Some forms of adware would also effectively act as cannibal installs, detecting and uninstalling rival adware when found on a PC. Much of the old school adware model relied on so-called “long tail” advertising (essentially “niche” advertising) to make its money.
Many of the biggest names in adware—180 Solutions/Zango and Direct Revenue to name but two—drew ire through the years due to repeated examples of dubious installs and rogue affiliates, with Direct Revenue creating notorious pieces of software including Aurora/Ceres, which was so bad it generated a wave of death threats for many involved in its creation, and arguably came very close to the definitions applicable to malware.
Adware as we know it today is now usually referred to as a PUP.
Common infection method
Adware has traditionally been spread with an affiliate model, where individuals or supposed business entities sign up with the adware vendor then distribute it via websites, bundled products, and offers. More often than not, the affiliates would turn out to be rogue and the campaign would go into meltdown as it was exposed for the scam it was. At this point, the adware vendor would blame the affiliates, wash their hands of wrongdoing, and (eventually) terminate the affiliate contract. The most common ways to see adware today are through bundled software, toolbars/browser extensions, and downloads offered by pop-ups via survey scams.
There have been companies labeled as adware vendors over the years, with some of the most notable being Zango, Direct Revenue, WhenU, and CoolWebSearch (with CoolWebSearch often being labeled as malware).

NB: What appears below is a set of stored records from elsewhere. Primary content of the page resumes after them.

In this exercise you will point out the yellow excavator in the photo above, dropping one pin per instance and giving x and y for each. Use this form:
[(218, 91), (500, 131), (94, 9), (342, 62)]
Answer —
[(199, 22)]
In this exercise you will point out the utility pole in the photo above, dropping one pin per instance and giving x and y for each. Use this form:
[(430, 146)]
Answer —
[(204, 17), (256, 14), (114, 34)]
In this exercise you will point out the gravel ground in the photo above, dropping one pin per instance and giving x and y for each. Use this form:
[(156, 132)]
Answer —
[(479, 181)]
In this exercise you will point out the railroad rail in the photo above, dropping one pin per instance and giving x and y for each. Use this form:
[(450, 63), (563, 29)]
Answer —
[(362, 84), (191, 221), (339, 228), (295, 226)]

Adware is not as difficult to remove as it once was. More often than not, Add/Remove programs will take care of it and Resuscitators (files designed to bring a program back to life after an uninstall) are not as common. Having said that, there are still adware programs that require additional steps to remove. (This is sometimes viewed as making it so bothersome for the end-user to perform that they resign themselves to keeping the Adware on board.) An example of this could be a situation where an additional program is required to delete the adware, as it comes with no built-in uninstaller.
A broken uninstall routine has been known to cause problems on a PC, and in the case of more malicious adware, it can lead to severe system instability or even blue screens.
Many adware installs fall into the “If it’s too good to be true…” category of scams and fakeouts. If you’re being offered something for nothing, it may well be an empty promise designed to make you install the adware without doing some fact checking first. New games, movies, and special offers are all targets of adware scams.